Tom Manella, VP of personal training at Life Time, speaks first-hand as to the advantages of such an expansive collaborative effort. “While our chiro and PT pricing is on par with outside competitors, the benefits are significantly different given the environment. We have trained chiropractors and physical therapists who are working right alongside our personal trainers and nutrition coaches, and can holistically put plans together with an active mindset, recovery, and alignment. The convenience factor of having all in one healthy spot can’t be topped,” he says.

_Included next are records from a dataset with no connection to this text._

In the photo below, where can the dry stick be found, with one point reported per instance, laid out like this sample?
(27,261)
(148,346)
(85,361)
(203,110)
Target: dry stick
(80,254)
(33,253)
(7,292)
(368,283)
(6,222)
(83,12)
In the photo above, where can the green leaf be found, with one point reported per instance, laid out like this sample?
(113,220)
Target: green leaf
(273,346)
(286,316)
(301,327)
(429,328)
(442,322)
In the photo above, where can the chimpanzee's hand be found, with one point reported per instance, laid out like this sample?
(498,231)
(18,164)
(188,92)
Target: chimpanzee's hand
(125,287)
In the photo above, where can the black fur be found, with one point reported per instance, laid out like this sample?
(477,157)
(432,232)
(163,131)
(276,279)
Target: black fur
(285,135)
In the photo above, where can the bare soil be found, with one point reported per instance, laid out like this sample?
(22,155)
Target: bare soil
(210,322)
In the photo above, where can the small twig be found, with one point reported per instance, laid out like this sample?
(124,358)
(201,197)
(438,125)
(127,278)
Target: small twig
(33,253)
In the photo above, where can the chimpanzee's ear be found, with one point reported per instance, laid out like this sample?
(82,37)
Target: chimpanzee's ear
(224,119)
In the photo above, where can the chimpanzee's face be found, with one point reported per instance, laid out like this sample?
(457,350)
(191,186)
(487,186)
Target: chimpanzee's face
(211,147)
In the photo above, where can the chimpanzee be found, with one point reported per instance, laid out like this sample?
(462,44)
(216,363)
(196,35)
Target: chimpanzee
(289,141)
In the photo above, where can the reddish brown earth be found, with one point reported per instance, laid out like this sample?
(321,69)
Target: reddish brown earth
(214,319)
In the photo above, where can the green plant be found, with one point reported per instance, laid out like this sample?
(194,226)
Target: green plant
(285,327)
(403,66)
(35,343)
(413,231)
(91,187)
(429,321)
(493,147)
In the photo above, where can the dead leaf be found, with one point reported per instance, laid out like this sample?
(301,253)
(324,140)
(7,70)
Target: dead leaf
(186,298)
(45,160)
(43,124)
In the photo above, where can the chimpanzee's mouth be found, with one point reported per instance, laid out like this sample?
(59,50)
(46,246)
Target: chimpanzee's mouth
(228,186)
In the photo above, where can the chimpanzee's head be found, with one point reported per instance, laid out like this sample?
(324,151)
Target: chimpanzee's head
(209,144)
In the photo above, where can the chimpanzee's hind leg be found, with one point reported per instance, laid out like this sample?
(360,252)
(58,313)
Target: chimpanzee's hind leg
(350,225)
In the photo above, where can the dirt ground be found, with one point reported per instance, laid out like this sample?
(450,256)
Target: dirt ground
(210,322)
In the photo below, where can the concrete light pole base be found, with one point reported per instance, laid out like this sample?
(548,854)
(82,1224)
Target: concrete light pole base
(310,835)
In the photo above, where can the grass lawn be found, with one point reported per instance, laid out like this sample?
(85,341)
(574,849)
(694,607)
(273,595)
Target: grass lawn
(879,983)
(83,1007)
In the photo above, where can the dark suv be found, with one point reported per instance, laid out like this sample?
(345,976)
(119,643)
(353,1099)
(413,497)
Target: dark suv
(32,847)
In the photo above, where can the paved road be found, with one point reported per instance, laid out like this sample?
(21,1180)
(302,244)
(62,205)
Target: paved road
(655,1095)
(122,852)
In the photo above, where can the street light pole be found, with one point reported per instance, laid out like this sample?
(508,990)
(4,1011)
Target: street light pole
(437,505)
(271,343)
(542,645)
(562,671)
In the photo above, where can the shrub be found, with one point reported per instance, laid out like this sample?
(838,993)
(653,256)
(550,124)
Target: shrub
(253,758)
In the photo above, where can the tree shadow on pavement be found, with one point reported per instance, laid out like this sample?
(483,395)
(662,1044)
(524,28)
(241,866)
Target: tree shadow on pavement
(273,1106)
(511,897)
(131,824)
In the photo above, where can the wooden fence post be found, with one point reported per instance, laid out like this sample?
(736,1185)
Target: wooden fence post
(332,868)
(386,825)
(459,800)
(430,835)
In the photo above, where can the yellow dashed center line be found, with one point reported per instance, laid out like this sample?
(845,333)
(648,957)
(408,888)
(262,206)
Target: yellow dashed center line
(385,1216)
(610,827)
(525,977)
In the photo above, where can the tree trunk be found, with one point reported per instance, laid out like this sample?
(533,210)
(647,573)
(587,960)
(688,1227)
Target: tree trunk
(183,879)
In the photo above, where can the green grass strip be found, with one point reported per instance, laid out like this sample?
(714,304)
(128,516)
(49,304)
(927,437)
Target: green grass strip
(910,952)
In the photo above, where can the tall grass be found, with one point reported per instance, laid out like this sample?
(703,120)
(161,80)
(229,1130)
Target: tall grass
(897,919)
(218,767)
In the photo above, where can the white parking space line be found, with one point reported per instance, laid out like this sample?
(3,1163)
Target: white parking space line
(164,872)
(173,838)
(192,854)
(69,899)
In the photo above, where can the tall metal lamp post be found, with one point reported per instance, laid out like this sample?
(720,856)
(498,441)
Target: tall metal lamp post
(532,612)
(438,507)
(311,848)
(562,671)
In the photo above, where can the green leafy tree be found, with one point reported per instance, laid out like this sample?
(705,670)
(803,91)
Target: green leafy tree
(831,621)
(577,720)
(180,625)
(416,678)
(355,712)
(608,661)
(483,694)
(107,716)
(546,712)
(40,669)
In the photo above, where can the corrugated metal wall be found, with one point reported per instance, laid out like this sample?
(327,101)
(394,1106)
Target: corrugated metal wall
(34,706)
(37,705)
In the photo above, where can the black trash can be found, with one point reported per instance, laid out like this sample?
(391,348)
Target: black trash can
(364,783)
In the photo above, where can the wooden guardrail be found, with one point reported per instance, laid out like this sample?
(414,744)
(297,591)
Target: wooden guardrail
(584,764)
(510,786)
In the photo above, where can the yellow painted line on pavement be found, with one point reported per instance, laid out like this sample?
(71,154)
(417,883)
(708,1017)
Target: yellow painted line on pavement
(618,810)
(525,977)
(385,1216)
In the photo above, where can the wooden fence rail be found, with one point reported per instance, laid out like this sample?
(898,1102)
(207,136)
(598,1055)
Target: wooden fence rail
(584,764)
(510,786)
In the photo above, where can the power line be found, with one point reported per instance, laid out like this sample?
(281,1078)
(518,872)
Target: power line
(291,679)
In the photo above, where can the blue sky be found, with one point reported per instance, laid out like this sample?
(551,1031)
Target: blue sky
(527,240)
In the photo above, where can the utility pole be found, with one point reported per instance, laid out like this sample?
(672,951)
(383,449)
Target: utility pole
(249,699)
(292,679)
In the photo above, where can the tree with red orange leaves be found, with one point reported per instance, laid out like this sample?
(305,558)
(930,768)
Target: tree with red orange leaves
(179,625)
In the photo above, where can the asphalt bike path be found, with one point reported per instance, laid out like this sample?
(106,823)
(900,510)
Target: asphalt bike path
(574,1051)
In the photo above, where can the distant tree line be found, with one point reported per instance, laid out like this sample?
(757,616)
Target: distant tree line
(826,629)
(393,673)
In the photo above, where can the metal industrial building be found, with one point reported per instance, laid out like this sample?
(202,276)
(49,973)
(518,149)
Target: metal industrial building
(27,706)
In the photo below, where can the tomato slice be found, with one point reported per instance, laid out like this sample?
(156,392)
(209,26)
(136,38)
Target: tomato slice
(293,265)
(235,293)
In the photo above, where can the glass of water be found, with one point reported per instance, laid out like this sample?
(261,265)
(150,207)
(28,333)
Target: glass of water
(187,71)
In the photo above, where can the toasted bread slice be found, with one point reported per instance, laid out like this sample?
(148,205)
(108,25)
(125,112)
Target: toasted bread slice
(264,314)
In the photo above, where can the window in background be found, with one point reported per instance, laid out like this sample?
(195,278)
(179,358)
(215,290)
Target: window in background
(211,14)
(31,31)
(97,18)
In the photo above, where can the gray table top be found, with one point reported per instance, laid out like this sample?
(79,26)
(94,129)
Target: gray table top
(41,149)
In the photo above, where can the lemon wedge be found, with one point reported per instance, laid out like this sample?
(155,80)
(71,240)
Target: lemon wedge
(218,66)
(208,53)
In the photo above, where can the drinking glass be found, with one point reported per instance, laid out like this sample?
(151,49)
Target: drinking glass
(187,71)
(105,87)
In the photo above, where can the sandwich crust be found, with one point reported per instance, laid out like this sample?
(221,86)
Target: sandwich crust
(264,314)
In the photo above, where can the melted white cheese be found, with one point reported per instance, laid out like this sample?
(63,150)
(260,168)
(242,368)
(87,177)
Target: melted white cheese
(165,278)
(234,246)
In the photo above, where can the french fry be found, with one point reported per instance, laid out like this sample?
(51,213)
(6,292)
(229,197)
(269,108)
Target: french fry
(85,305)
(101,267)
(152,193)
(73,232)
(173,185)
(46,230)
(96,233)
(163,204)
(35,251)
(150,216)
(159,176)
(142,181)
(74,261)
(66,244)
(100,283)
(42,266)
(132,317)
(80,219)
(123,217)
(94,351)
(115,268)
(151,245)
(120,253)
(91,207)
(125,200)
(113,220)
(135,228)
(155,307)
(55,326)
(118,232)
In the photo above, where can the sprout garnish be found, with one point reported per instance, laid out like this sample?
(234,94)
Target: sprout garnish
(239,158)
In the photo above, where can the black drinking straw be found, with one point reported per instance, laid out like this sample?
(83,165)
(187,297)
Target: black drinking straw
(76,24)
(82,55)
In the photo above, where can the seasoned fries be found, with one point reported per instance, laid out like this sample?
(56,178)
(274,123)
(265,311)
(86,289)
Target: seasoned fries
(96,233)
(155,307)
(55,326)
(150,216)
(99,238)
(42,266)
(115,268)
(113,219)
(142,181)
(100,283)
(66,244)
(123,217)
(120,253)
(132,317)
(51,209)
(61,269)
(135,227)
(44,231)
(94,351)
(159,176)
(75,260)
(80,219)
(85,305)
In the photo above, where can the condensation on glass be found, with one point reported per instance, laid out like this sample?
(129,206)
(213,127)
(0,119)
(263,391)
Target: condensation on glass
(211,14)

As fitness professionals, we know the priceless value of creating a truly personal experience upon meeting new clients. In a medical fitness facility, the platform remains the same. We must take sufficient time to help new clients/patients understand the benefits of everything that such a facility offers, and how an integrated professional management team can work to their advantage, based upon their current health status and ultimate goals.
Rudy Gehrman reminds us that asking questions helps guide the experience for all parties involved. Cultivating a true sense of community paves the way for a positive and successful outcome. Familiarize yourself with other professionals in your area, introduce your business plan, and create the next best wave in managing clients’ health!